1960 Mutter an allem Schuld Grundlage der Psychoanalyse

Vater und Mutter waren der Ansicht, dass jeder, der ein guter Arzt werden wollte eine gute Ausbildung in der Psychoanalyse haben sollte - etwas, was ihnen in den 30er Jahren völlig fehlte.

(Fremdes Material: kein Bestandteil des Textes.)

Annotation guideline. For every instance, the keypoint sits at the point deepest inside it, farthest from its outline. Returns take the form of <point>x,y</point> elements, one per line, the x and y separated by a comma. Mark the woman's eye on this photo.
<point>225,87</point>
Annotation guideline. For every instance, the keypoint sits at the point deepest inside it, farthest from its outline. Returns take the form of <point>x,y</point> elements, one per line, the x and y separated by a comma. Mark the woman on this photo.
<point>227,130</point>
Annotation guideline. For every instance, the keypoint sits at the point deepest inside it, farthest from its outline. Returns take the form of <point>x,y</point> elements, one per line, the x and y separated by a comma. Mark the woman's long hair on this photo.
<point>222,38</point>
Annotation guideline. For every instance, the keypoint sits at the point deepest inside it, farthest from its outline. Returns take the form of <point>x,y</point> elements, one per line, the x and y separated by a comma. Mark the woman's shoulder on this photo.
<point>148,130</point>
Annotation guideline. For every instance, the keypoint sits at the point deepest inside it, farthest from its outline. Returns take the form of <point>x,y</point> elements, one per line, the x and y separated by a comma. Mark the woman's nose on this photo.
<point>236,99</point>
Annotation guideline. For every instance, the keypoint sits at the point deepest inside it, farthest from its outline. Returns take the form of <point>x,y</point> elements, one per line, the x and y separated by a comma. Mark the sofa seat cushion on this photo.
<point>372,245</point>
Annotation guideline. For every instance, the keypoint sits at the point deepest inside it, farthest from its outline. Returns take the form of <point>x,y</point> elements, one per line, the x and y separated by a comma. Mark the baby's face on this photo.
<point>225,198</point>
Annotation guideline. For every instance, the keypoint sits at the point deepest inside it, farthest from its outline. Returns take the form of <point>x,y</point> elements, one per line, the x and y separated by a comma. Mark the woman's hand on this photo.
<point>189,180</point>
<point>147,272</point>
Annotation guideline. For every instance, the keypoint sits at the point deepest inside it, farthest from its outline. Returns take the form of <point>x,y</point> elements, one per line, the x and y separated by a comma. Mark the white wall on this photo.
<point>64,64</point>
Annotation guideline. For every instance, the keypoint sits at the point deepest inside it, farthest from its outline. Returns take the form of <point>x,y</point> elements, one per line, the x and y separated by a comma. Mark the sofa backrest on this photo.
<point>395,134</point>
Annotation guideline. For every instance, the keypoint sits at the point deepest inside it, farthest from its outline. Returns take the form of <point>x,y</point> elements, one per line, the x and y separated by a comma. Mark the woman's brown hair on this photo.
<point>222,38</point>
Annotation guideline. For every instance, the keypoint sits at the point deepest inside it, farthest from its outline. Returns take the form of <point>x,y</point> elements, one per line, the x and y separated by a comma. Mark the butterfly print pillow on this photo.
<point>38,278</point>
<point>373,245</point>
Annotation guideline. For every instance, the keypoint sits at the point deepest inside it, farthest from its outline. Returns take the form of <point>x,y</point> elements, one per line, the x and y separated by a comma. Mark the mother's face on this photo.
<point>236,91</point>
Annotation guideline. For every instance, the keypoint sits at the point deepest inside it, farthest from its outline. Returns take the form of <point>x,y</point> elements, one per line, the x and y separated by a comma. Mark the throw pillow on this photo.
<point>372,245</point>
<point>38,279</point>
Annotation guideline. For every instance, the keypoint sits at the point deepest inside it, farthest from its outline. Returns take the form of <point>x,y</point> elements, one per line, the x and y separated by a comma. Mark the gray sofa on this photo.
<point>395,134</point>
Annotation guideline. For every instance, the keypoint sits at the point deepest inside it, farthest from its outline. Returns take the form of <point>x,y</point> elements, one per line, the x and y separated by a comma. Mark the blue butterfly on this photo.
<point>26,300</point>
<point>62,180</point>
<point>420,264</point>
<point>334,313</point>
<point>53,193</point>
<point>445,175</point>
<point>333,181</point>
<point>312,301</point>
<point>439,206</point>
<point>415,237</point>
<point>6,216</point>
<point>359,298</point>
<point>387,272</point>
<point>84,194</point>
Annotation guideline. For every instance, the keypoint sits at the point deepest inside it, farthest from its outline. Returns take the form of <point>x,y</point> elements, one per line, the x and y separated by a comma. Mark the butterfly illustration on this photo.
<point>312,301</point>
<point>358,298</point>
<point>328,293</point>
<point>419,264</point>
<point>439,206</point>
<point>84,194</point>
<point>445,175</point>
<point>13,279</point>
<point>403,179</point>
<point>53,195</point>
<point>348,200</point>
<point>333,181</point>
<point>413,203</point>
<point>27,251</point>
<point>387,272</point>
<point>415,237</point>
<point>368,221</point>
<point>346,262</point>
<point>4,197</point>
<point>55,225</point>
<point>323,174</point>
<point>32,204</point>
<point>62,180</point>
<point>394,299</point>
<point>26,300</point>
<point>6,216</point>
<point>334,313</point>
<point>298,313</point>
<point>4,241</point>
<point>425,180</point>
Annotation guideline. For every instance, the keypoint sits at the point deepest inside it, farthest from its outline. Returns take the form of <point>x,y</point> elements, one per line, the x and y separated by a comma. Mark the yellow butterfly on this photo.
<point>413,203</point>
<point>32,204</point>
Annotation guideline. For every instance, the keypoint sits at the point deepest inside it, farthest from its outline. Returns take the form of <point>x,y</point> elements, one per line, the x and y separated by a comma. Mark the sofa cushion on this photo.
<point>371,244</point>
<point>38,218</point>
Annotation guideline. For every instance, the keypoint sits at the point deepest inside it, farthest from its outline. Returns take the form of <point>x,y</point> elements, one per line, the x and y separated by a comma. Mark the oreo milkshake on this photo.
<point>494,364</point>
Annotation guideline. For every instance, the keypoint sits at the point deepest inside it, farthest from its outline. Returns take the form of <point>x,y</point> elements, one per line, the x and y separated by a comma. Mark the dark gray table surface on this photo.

Damals gab es nur "organische Krankheiten" - bei psychischen Störungen waren es Angeborene ( Hitler: "minderwertiges Erbgut" ) oder durch Virusinfektionen erworbene Hirnstörungen. Freud hielten sie für einen Sexisten, aber der modifizierte Umgang mit der Erkennung und verhaltenstherapeutischen Beseitigung von psychischen Auffälligkeit schien Ihnen in den 60er, dem ersten massiven Auftreten von psychischen Störungen durch Umweltgifte dringend erforderlich. Sie arbeiteten zum Teil erfolgreich mit dem Leiter der psychotherapeutischen Gesellschaft, Dr. Fleischer in München zusammen, der auch die Befähigung für eine Lehranalyse hatte. Diese  kostete etwa das Zehnfache eines gesamten Medizinstudiums. Damals zahlten Krankenkassen dafür auch nichts. Ärzte waren ohnehin nie krankenversichert. Das Geld zahlten meine Eltern gerne. Sie hielten es zum Aufarbeiten der vielen Nachkriegsprobleme für sehr wichtig:

Kleinkinder, die oft in der Nacht schrieen und weinten: "ich höre wieder die Sirenen, müssen wir wieder in den Luftschutzkeller, brennt dann unser Haus ab?", dann das extreme Hungern der Stadtkinder nach dem Krieg, der Vater 4 Jahre vermisst und danach aus der Kriegsgefangenschaft als Fremder zurückgekehrt, dann der Wiederaufbau bei dem die Kinder bei der vielen Arbeit oft störten.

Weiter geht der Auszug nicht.